All because he'd believed that effort could overcome systemic disadvantage. That if he just worked hard enough, tried hard enough, pushed himself far enough, someone would notice. Someone would care.
No one had.
They'd found him on the examination room floor, blood streaming from his nose and mouth, his meridians burning from the inside out. They'd carried him to this room—the 'failure ward'—and left him to either recover or die. No healing. No medicine. No help. Just bureaucratic procedure and the bare minimum of humanitarian concern required to avoid liability.
"Well," Sylas thought, his consciousness starting to gray at the edges again. "At least you don't have to deal with it anymore. I'll take it from here."
It was probably a meaningless gesture. The original owner was gone, his consciousness dissolved into whatever came after death. But Sylas felt better making the promise anyway, even silently, even to no one.
The exhaustion was overwhelming now. His brief moment of consciousness had drained what little energy the body had left. He tried to fight it, some deep-seated survival instinct screaming that unconsciousness might become permanent, but it was like trying to stop a system shutdown with nothing but willpower.
Before the darkness took him again, one thought surfaced with sudden, uncomfortable clarity: the mana-lamp in the corner was inefficient. Badly calibrated feeding rune. Thirty percent output on full draw. If someone simply adjusted the flow regulator—assuming this world had such a thing—the lamp would burn twice as bright on half the mana.
It was a completely useless observation. He was dying. The lamp's efficiency was irrelevant.
And yet.
And yet he found himself cataloguing it anyway, the way he'd catalogued every inefficient system he'd ever encountered, because that was the job. Not because anyone asked. Not because anyone cared. Because systems deserved to be optimized, whether anyone appreciated it or not.
The darkness rose up to meet him again, and Sylas let it come.

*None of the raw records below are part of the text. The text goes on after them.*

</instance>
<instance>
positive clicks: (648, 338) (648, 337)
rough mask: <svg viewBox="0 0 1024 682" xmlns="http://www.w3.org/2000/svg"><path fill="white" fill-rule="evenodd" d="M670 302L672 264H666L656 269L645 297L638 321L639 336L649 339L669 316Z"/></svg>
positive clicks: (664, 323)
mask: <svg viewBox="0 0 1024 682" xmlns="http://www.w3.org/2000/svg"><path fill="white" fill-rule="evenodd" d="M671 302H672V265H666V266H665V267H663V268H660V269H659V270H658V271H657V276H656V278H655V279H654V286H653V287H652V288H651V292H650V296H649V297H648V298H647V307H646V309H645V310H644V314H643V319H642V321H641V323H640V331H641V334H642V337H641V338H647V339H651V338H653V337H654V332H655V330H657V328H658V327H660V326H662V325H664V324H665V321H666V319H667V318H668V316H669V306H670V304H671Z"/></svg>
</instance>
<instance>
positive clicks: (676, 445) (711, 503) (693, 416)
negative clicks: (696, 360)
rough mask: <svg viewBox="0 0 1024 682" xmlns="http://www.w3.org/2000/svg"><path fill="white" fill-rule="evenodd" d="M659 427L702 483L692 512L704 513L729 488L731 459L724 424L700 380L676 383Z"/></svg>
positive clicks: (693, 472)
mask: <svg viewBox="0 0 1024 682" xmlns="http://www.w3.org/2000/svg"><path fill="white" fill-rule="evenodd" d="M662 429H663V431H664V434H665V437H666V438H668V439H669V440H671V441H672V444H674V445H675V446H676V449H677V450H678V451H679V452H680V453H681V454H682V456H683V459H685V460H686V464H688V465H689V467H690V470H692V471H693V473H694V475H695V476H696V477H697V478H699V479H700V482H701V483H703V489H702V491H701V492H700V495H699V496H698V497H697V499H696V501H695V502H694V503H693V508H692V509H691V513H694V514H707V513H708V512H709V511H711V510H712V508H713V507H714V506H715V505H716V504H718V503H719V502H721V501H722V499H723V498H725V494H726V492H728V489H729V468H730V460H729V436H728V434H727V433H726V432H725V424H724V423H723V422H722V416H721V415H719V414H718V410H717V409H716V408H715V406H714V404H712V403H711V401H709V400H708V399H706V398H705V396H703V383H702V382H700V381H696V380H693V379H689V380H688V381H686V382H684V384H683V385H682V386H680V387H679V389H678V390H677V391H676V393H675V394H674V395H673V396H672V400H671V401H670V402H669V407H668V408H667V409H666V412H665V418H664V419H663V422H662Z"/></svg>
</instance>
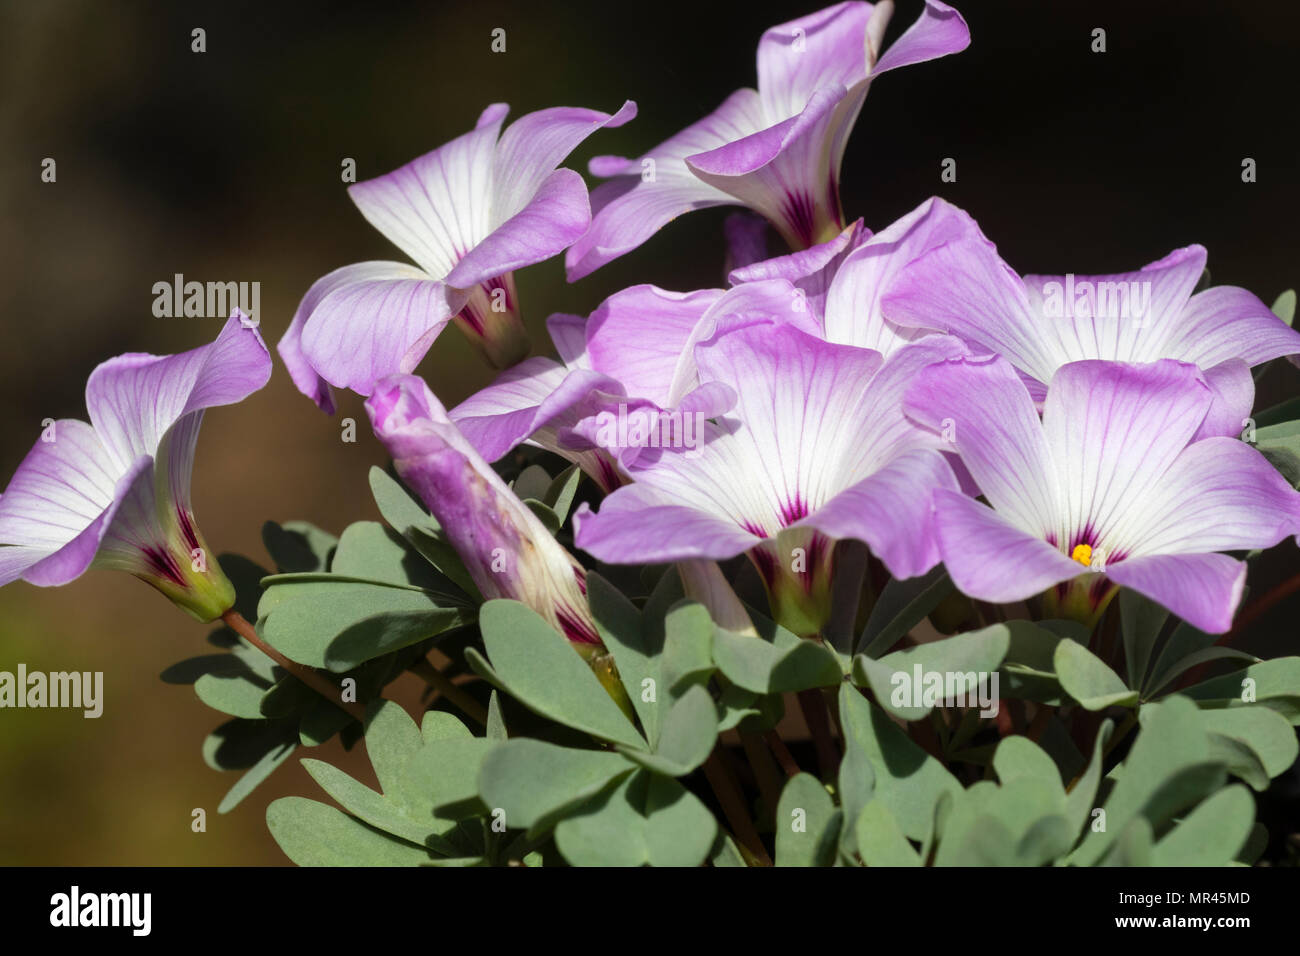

At least this time, he thought as consciousness faded, he knew where he was. And where there was information, there was the possibility of a plan.
Even if that plan was just 'survive until morning and avoid the Reclamation Office.'
Goals, Sylas had learned long ago, should always be specific, measurable, and achievable. This one qualified on all three counts.
The mana-lamp guttered one final time—thirty percent output dropping to twenty-two, an entirely preventable waste—and the failure ward settled into absolute blackness. In the shadows, Sylas Vane's new body breathed in and out, in and out, each breath a small victory against the entropy that was trying to claim him.
And somewhere in the depths of his damaged cultivation base, something that shouldn't have been possible began to stir. Not power—not yet. Not strength. Just a kind of awareness, dry and precise and deeply unimpressed by its circumstances. A fragment of consciousness that had survived death once already, that had spent fourteen years optimizing systems everyone else ignored, that looked at the ruined channels and wasted energy and broken inefficiencies of this new body and this new world and thought, with the quiet certainty of a man who has seen this exact problem before:
This could be optimized.
But that was a problem for tomorrow.
Tonight, Sylas Vane simply existed, and in a place like the Azure Silt Academy's failure ward, that was rebellion enough. Tomorrow could bring reclamation officers, expulsion notices, whatever fresh administrative nightmare this world had waiting for him. Tonight: one breath at a time.